У Ландау отношение было совсем другим, исключительно другим. Архив ЦК сохранил впечатляющую коллекцию высказываний Ландау, подслушанных КГБ.[263] Вот что он говорил близким ему физикам в 1952—1953 годах:

Надо употребить все силы, чтобы не войти в гущу атомных дел. В то же время всякий отказ и самоотстранение от таких дел должно делаться очень осторожно. <> Если бы не 5-й пункт,[264] я не занимался бы спецработой, а только наукой, от которой я сейчас отстаю. Спецработа, которую я веду, дает мне в руки какую-то силу. <> Но отсюда далеко до того, чтобы я трудился «на благо Родины» и пр., что сквозило в твоих письмах ко мне. Такие письма ты можешь писать в ЦК, а меня избавь от этого. Ты знаешь, что мне все равно, на каком месте стоит советская физика: на первом или десятом. Я низведен до уровня «ученого раба», и это все определяет…

В начале 30-х годов ему было вовсе не все равно, на каком месте стоит советская физика. Большой террор 1937 года и год, проведенный Ландау в тюрьме (1938—1939), изменил его взгляд на советскую власть. Просоветский пыл превратился в антисоветский цинизм. Об этом свидетельствовал магнитофон КГБ в 1957 году:

Наша система, как я ее знаю с 1937 года, совершенно определенно есть фашистская система, и она такой осталась и измениться так просто не может. <> Пока эта система существует, питать надежды на то, что она приведет к чему-то приличному, даже смешно. <> Если наша система мирным способом не может рухнуть, то третья мировая война неизбежна со всеми ужасами, которые при этом предстоят. Так что вопрос о мирной ликвидации нашей системы есть вопрос судьбы человечества по существу.

Кроме 5-го пункта защиты требовало уголовное прошлое» Ландау — ведь из тюрьмы его выпустили, не сняв обвинений.

Свою спецработу Ландау ограничил вычислительной математикой, как будто специально, чтобы не увлечься. Но, по словам его сотрудника, занимался этим делом «так, как он занимался вообще наукой, т. е. с полной отдачей и очень серьезно», «то, что он делал, он мог делать только на очень высоком уровне».[265] А после смерти Сталина он при первой же возможности ушел из проекта.
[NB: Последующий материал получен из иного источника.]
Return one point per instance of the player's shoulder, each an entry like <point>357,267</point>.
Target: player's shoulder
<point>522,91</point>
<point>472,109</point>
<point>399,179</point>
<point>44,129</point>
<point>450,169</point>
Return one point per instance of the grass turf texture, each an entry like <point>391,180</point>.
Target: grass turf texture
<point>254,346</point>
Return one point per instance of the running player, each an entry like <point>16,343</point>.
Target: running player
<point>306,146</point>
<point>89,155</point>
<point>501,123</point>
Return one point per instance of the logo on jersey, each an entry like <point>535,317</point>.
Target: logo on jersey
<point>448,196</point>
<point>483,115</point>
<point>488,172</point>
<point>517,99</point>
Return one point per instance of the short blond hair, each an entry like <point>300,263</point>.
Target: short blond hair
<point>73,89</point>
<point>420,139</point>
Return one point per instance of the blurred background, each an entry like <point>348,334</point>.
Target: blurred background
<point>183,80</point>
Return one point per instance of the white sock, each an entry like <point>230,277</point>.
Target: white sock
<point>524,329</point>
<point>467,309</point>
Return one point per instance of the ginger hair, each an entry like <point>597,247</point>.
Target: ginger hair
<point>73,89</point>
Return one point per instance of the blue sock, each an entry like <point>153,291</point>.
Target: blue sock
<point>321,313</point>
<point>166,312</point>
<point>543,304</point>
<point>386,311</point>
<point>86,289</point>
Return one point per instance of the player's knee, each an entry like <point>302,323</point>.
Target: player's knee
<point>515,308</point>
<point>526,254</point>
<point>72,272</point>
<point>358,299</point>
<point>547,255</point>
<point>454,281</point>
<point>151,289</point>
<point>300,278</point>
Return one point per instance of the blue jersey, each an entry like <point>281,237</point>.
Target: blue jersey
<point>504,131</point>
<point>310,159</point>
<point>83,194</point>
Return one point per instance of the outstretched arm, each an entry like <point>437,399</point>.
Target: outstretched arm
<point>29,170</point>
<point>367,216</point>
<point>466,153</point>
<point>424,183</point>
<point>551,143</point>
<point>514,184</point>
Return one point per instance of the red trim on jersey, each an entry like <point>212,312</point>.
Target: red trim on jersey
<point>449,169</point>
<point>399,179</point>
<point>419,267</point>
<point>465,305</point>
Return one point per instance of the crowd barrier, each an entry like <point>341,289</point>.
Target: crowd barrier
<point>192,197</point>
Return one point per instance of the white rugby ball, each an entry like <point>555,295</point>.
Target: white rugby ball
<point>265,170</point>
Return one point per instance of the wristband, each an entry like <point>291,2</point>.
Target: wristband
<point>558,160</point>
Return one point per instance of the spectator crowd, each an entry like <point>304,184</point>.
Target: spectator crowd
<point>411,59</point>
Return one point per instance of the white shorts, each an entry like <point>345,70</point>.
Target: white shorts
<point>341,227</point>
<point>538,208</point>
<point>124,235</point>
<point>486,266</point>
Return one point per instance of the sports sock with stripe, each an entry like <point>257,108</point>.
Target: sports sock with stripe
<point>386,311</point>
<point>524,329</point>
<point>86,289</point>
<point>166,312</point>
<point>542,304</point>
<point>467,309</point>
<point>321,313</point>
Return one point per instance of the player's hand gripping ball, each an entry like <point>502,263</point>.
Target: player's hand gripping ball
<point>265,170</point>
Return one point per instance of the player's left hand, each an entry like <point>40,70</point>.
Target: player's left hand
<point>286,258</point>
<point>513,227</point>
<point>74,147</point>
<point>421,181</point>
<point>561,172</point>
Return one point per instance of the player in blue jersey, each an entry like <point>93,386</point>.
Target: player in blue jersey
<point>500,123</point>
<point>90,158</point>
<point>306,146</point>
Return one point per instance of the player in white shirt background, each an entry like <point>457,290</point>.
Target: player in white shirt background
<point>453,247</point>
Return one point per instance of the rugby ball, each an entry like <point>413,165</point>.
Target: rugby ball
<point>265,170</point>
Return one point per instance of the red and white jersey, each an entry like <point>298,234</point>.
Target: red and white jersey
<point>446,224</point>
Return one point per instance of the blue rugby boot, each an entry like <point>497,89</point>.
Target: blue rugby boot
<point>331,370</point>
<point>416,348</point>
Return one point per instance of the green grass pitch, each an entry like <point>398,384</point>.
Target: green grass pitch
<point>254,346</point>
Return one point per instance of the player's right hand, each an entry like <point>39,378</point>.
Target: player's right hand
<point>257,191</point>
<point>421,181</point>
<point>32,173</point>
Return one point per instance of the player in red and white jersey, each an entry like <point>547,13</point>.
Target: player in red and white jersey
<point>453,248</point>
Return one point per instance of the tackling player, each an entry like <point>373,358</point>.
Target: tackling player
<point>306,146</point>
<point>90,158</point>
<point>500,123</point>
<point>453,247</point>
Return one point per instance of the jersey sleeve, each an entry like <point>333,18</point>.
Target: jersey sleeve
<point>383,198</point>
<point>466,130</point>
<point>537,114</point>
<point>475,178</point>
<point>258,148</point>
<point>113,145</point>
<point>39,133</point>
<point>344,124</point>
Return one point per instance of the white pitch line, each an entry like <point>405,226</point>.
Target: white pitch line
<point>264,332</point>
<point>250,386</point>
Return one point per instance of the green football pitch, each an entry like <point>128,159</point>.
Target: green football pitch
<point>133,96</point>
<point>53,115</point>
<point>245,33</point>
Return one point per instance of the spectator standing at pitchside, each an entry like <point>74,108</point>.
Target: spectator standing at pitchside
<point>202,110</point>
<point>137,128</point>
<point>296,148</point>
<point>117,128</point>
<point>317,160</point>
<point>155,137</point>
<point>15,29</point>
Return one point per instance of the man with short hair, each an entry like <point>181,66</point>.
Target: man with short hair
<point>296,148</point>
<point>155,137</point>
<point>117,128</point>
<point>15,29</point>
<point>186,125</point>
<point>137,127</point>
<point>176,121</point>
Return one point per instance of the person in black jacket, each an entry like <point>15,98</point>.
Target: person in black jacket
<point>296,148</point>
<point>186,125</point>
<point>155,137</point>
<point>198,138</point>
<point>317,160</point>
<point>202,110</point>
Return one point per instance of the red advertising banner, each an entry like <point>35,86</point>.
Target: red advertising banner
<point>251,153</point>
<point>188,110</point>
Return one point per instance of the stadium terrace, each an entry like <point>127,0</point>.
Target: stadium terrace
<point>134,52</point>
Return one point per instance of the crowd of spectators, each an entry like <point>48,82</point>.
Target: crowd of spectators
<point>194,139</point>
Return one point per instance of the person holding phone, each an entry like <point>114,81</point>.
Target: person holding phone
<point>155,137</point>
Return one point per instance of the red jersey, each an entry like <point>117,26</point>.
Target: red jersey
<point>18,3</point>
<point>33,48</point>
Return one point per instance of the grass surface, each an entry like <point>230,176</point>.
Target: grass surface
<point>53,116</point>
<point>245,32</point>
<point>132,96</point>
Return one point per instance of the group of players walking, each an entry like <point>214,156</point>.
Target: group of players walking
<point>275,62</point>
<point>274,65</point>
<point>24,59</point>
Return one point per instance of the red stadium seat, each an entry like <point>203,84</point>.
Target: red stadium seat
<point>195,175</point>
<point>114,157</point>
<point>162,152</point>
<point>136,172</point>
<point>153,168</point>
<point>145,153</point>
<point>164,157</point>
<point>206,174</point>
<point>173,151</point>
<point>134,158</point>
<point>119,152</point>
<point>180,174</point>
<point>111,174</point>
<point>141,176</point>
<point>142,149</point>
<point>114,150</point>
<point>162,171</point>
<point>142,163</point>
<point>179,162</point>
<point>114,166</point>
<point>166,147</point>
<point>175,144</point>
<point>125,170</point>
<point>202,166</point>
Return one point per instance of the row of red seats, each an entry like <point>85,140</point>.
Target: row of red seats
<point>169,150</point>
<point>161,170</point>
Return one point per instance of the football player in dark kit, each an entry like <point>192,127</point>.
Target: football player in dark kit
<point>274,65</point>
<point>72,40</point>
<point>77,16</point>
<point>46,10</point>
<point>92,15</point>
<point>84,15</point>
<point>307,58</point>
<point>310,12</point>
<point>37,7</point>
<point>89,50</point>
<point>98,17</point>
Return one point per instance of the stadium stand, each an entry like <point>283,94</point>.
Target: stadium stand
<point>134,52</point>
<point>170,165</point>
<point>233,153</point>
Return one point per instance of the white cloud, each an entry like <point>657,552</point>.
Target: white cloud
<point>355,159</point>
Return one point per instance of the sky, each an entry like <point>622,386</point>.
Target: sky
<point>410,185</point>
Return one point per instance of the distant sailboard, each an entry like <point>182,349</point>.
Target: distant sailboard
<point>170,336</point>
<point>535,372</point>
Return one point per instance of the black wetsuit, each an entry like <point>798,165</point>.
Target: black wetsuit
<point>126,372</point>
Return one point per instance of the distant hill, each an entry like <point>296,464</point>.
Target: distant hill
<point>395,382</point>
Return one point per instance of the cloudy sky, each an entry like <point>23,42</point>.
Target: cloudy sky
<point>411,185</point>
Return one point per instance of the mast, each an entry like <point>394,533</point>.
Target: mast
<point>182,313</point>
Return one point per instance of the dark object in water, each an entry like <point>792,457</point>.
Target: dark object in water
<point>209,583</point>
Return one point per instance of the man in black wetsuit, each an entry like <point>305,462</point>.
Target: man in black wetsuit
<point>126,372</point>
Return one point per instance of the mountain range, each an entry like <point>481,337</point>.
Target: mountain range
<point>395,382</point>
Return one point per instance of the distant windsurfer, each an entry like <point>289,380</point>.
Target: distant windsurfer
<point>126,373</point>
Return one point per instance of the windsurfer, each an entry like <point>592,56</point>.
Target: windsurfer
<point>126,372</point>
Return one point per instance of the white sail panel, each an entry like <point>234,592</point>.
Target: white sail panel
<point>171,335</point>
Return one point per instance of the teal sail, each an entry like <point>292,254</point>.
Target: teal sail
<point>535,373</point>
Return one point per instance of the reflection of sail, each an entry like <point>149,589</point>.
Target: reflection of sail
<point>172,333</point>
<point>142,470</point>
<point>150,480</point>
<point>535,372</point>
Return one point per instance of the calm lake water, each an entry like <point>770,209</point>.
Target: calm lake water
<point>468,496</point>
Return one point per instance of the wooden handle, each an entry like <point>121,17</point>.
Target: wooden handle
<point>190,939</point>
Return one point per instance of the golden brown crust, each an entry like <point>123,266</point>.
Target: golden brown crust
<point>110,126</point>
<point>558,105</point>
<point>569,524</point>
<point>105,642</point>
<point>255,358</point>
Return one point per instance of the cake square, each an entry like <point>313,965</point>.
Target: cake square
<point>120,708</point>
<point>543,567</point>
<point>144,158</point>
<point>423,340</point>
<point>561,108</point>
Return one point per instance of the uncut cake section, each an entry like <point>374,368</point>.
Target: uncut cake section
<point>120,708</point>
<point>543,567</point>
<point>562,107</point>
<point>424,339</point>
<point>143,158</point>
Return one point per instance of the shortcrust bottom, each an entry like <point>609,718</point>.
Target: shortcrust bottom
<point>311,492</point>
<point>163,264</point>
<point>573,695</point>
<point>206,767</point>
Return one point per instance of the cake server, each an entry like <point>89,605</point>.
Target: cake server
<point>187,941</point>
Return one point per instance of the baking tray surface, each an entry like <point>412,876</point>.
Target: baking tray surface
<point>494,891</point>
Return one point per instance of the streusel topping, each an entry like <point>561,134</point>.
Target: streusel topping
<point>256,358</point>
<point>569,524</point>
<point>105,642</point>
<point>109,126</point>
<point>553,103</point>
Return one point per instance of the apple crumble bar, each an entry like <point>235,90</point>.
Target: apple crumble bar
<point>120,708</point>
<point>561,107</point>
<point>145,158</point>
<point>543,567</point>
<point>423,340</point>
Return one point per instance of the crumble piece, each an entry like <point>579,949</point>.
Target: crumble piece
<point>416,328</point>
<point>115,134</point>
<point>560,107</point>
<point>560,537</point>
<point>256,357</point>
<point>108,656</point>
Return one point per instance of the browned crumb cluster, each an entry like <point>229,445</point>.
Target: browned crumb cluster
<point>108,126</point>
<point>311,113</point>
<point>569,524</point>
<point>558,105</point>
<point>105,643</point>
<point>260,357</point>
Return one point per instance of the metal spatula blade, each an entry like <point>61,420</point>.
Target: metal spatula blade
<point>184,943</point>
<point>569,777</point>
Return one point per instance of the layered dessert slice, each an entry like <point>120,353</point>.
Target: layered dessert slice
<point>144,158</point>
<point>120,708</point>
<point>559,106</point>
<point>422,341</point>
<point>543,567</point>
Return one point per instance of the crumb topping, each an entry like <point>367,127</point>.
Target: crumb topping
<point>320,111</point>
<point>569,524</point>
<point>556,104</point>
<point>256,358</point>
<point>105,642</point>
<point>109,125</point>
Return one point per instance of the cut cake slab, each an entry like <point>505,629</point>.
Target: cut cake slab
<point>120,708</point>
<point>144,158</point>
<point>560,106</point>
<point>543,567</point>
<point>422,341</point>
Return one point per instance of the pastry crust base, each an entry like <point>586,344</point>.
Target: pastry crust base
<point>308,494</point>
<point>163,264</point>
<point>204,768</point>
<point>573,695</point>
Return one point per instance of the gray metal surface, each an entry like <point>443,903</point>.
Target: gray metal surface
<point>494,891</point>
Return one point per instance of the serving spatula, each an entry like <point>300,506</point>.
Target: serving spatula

Зельдович был достаточно близок к Ландау, чтобы знать о его отношении к спецработе. Зельдович считал Ландау своим учителем — по его рекомендации Зельдовича избрали в 1946 году в члены-корреспонденты Академии наук. В начале 50-х, однако, Ландау клеймил Зельдовича последними словами за то, что тот пытался втащить его глубже в спецработу вопреки его нежеланию.[266] Такой вот был его моральный уровень.

Случай Ландау, как сейчас ясно, исключителен. Но, пожалуй, еще более исключителен случай М.А. Леонтовича.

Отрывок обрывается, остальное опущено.